Last summer junior James Spaite and four of his friends, Nikolaas Top, Savannah Walters, Megan Geiger and Sergey Koliyayko, formed a band and took to the road to showcase Spaite’s songs from his latest album “A Woman Gave Me Music.”
Deciding to tour came out of a need to get his new music out into the community meant months of preparation for Spaite and a need to get his new music out into the community.
“A lot of times, as an artist, when you put out an album it’s really wise to tour with it and share it,” said Spaite. “So that’s what we did.”
Spaite and his band spent three months traveling to 11 cities and nine houses including San Diego, Laguna Nigel, Los Angeles, Visalia, Palo Alto, Sacramento, Santa Cruz, Eugene and Portland. But before they could started playing music, they needed to raise funds.
As a result, their journey actually began in Visalia, California, where Spaite is originally from. He and his friends opened for a band called Unspoken where they were able to get their music out into the community before the tour. Playing at Unspoken’s show, along with donations and gifts from family and friends allowed them to finance the trip.
Then came the music, which, according to Spaite, was his favorite part.
“The highlight was doing music,” said Spaite. “The tour was my favorite part because everything else in it was just work.”

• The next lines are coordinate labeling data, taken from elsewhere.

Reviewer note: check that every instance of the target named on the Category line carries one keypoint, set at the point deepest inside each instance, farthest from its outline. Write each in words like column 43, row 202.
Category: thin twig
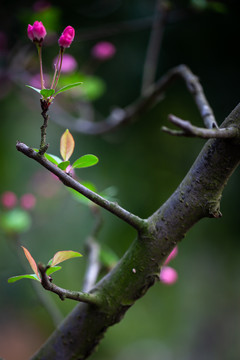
column 93, row 250
column 154, row 45
column 46, row 301
column 63, row 293
column 193, row 131
column 133, row 220
column 119, row 117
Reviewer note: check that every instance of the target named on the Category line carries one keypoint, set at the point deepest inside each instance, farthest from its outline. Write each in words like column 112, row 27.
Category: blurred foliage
column 198, row 317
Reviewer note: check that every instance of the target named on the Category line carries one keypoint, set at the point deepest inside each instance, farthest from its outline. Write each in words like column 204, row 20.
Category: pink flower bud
column 37, row 32
column 28, row 201
column 103, row 50
column 168, row 275
column 9, row 199
column 67, row 37
column 69, row 64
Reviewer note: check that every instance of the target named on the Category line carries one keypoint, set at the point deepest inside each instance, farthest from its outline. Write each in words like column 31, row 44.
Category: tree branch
column 154, row 45
column 193, row 131
column 119, row 117
column 63, row 293
column 198, row 196
column 67, row 180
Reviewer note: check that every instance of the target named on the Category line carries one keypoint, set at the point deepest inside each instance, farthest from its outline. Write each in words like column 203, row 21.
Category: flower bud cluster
column 67, row 37
column 37, row 33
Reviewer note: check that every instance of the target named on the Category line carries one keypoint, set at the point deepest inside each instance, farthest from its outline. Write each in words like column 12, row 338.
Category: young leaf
column 47, row 93
column 66, row 145
column 53, row 269
column 61, row 256
column 85, row 161
column 63, row 165
column 35, row 89
column 53, row 158
column 31, row 262
column 67, row 87
column 19, row 277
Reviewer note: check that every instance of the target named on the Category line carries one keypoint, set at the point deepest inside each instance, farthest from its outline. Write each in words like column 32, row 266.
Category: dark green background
column 198, row 317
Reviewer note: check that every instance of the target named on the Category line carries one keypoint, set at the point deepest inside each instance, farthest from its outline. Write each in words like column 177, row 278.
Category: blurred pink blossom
column 69, row 64
column 36, row 32
column 28, row 201
column 67, row 37
column 41, row 5
column 9, row 199
column 168, row 275
column 103, row 50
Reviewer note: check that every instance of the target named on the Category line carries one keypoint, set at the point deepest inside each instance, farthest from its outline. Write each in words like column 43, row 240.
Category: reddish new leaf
column 31, row 262
column 61, row 256
column 66, row 145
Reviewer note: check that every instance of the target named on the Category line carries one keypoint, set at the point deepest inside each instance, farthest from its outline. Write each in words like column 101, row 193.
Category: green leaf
column 93, row 88
column 67, row 87
column 53, row 269
column 35, row 89
column 53, row 158
column 85, row 161
column 81, row 198
column 47, row 93
column 67, row 145
column 31, row 261
column 61, row 256
column 19, row 277
column 15, row 221
column 63, row 165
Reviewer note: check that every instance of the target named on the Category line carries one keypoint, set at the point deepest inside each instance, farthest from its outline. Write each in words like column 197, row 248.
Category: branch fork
column 63, row 294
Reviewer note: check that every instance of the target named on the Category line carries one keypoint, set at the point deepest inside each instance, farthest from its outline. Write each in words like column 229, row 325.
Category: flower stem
column 39, row 48
column 58, row 69
column 43, row 146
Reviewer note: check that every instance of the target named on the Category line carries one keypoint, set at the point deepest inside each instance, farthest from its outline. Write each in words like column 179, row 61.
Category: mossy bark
column 197, row 196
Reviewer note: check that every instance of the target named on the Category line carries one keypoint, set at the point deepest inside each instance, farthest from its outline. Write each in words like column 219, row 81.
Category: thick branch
column 68, row 181
column 63, row 293
column 193, row 131
column 196, row 197
column 152, row 95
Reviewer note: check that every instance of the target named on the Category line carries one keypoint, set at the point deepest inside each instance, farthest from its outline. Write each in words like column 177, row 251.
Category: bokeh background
column 199, row 316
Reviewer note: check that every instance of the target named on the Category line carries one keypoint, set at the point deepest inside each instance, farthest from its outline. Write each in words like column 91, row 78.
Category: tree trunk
column 196, row 197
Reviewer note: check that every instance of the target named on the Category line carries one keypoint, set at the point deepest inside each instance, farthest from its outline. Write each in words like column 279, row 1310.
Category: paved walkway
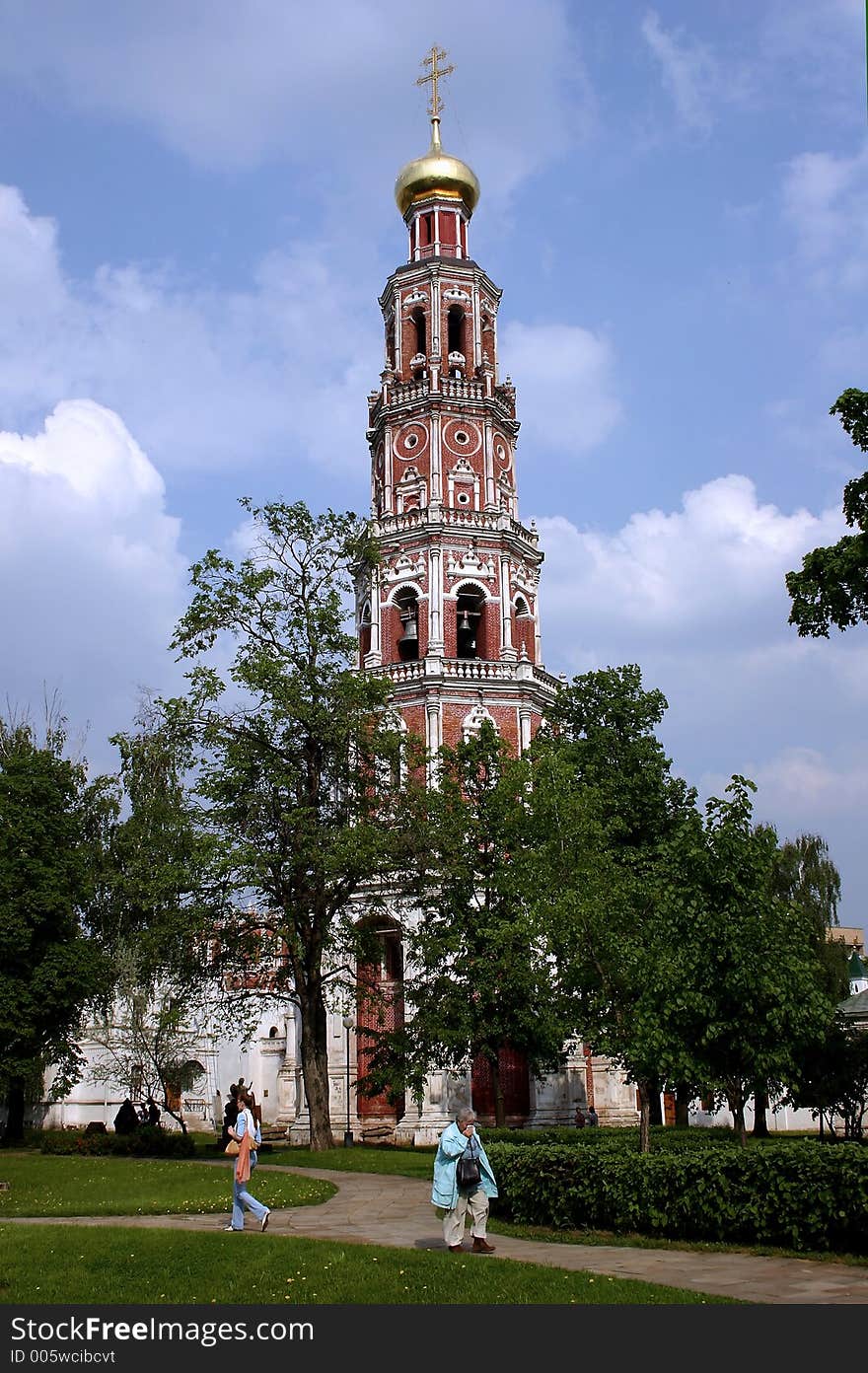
column 373, row 1208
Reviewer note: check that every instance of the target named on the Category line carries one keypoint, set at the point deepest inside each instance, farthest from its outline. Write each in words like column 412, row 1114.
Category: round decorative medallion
column 462, row 437
column 411, row 441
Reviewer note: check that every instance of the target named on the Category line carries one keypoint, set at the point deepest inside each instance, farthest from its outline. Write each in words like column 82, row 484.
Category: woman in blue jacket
column 458, row 1138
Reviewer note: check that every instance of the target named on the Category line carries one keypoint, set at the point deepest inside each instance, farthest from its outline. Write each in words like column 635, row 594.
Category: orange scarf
column 242, row 1163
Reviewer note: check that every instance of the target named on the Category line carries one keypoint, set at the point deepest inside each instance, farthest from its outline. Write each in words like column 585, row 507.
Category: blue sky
column 196, row 220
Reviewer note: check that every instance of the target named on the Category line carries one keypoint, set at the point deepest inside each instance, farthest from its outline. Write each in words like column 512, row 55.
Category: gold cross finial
column 433, row 76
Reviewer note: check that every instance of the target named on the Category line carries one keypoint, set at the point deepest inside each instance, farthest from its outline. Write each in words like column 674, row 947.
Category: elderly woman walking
column 461, row 1140
column 246, row 1134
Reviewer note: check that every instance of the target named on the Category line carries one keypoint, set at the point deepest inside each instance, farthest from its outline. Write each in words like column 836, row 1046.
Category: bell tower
column 452, row 612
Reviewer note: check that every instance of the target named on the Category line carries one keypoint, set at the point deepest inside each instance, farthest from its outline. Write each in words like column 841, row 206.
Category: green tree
column 832, row 585
column 52, row 824
column 602, row 804
column 832, row 1077
column 298, row 776
column 745, row 983
column 804, row 875
column 157, row 893
column 475, row 980
column 150, row 1047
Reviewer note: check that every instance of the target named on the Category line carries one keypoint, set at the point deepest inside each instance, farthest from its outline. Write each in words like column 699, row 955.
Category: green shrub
column 793, row 1193
column 149, row 1141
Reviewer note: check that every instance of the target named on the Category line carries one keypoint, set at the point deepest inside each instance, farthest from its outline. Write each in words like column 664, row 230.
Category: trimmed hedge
column 797, row 1194
column 147, row 1141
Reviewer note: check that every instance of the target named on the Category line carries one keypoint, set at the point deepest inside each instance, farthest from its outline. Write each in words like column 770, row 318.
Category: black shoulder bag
column 468, row 1172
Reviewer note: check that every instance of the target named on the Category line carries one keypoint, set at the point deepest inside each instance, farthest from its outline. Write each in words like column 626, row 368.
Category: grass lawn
column 60, row 1264
column 45, row 1184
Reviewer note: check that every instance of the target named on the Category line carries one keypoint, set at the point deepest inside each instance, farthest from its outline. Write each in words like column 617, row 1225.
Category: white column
column 488, row 459
column 476, row 328
column 388, row 492
column 507, row 650
column 433, row 736
column 436, row 602
column 375, row 655
column 437, row 478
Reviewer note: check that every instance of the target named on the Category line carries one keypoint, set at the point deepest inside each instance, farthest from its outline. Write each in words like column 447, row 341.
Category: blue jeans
column 244, row 1200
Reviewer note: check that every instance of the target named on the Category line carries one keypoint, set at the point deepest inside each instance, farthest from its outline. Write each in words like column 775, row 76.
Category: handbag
column 468, row 1173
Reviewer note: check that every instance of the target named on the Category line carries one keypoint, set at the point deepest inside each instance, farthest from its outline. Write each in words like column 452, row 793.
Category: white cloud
column 696, row 79
column 714, row 568
column 231, row 84
column 567, row 389
column 92, row 571
column 206, row 378
column 826, row 202
column 696, row 598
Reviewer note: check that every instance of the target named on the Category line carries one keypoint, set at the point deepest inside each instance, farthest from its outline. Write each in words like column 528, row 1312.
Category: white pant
column 454, row 1221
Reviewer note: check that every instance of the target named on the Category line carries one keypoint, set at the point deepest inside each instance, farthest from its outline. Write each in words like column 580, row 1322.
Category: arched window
column 455, row 329
column 470, row 627
column 417, row 318
column 406, row 605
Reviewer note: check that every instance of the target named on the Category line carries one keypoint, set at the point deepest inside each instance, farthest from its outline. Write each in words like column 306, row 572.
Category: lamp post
column 347, row 1133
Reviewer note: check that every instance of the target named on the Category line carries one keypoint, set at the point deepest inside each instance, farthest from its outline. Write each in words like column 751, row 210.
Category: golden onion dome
column 436, row 174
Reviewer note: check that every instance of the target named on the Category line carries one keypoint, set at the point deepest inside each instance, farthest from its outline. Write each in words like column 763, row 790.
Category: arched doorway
column 380, row 1005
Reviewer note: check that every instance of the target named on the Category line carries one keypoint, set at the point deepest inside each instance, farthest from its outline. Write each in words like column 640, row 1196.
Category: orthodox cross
column 433, row 76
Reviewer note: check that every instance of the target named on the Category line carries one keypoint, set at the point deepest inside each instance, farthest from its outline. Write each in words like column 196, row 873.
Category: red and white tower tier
column 452, row 613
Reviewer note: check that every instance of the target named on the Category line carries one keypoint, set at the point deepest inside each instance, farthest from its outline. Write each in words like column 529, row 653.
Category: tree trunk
column 16, row 1120
column 657, row 1111
column 761, row 1106
column 683, row 1102
column 644, row 1117
column 315, row 1068
column 735, row 1097
column 500, row 1110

Band mate and cellist Nikolaas Top agreed saying the high point for him was the music.
“My favorite part of the trip was having no responsibility,” said Top. “[Because of that,] all I did was play music and, in general, got to enjoy all of it.”
Playing music for a whole summer really impacted the way Spaite evolved as a musician, according to Megan Geiger, tour mate and background technical manager. Geiger said that getting that opportunity to watch Spaite come into his own as a musician was the highlight for her.
“I really enjoyed watching James grow musically,” said Geiger. “The performances got better every night as I watched his confidence grow on stage.”
Initially Spaite started out as a solo guitarist, with no formal training who
focused on developing percussive finger style tap guitar. He said that over the summer he was able to add dimension to his music.
“I think that by adding more elements, more people and more instruments, I was able to give my music more sound,” said Spaite.
Spaite also learned to market his music while touring.
“A lot of the progression [this summer] has been in gaining traction in the musical world, sharing music and getting stuff out to people,” said Spaite.
Spaite and his band are currently working on new pieces, some of which were showcased this summer, but the majority of which are still works in progress, according to Spaite. He said that most of his songs focus sharing a story.
“A lot of the songs come out of stories, thoughts and adventures,” said Spaite. “Each song is tied to a story; either one I’ve lived through, a friend has lived through or one I am able to conceptualize.”
Touring provided Spaite with a lot of great experiences and he said he really enjoyed the music, but also the time spent with friends.
“Finally getting to see all of it happen, and getting to spend time with really good friends,” said Spaite. “That was really cool.”